A train will then take us from Bordeaux to St Jean by Tuesday evening and we should be walking properly on Wednesday.

At least, that’s the Plan….

Plan B

Steve: Someone at British Airways will be in deep deep trouble. It can’t be fun if you’re the person who did the thing, whatever it was, that caused the shutdown of all BA systems. Turning it off and on again doesn’t work at this level.

After a much more leisurely than expected beginning to the day – no 4am wake up call – we spent a couple of hours trying to figure out if Heathrow was working again. The BA website wasn’t much use and the telephone number given for rebooking was effectively non functioning – you called, you listened to an apology, you pressed ‘1’, you pressed ‘1’ again and got a further message informing you that there was a high number of calls (surprise!) and you need to call back later. Note to BA: after you’ve repeated the previous process 20 times you really truly don’t want to hear the apology and the nice music yet again. Why not offer an immediate ‘Press 1 for rebooking’? Would save many frustrating minutes.

St Jean Pied de Port is rather awkward to get to and our booked route of Biarritz tonight, then train to St Jean first thing tomorrow was the best. Finding an alternative was looking quite difficult. So by 10am we thought, what the heck, let’s just go to the airport and see what’s happening

What’s happening was a very long queue at the BA check in desks. The extremely polite and helpful BA staff (another note to BA – your staff are excellent…) were working hard with minimal information, handing out hastily photocopied bits of paper with details of how to get refunds, and doling out bottles of water.  A super helpful lady whose name I didn’t get (she was working at the end of the queue at around 11:15, note #3 to BA – give her a bonus) was checking to see if there were any spaces on any planes going to Heathrow that would allow us to get our 17:15 LHR-Biarritz flight. No, was the answer. All flights were already overbooked. But after a further few minutes of to and fro she told us that if we can get to Heathrow by 7pm we should be able to get the delayed Biarritz flight (now due to depart at 20:50). “Keep all your receipts!” she shouted at us as we raced towards the taxi rank to get to Edinburgh Waverley in time for the noon train to London.

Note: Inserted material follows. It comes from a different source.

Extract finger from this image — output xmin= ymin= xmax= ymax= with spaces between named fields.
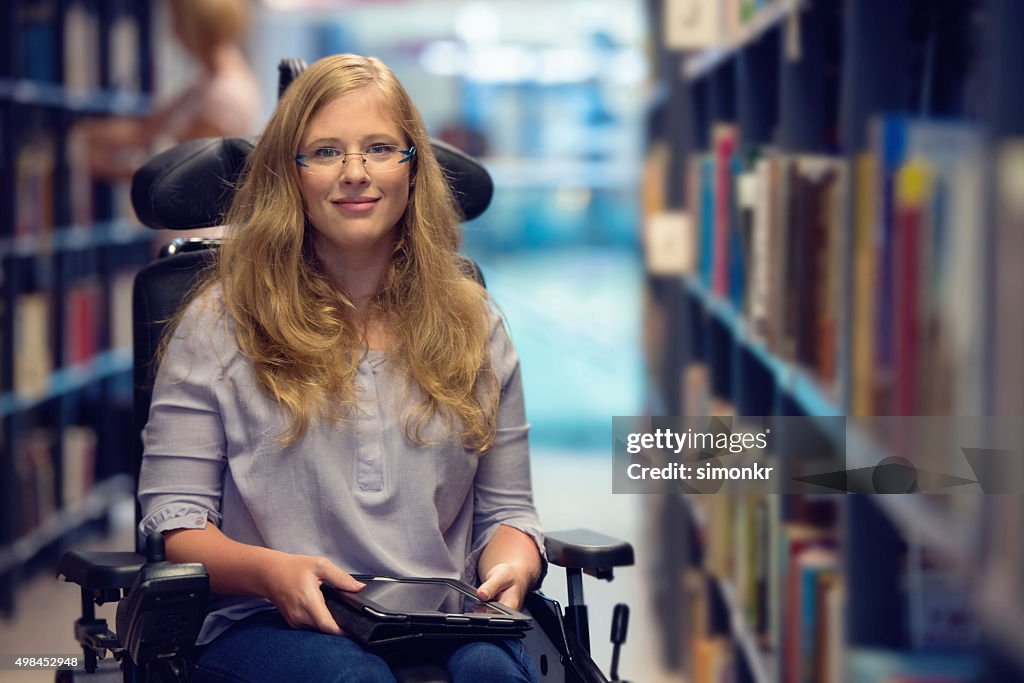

Plan B is now: get to London by train ASAP, get to Heathrow by 7pm and resume a modified Plan A.

As of 1pm – so far, so good.

Flight Cancelled

Hamish: The first leg of our flight has been cancelled so we are still in Scotland, ready to go and trying to make a new plan!

Steve woke up at 04:30 to a message saying not to come to the airport, so we are all at least well rested. Our flight out to Biarritz is still ‘Scheduled’, so getting down to London may be our only issue! fingers crossed!

I’m keeping an eye on updates on the Heathrow page linked at the bottom, and following the british airways twitter account for updates on their service. So far not very much information has been released about their circumstances.

Other than that, all well here in sleepy Scotland, sheep are asleep in the field and birds are waking up for the day!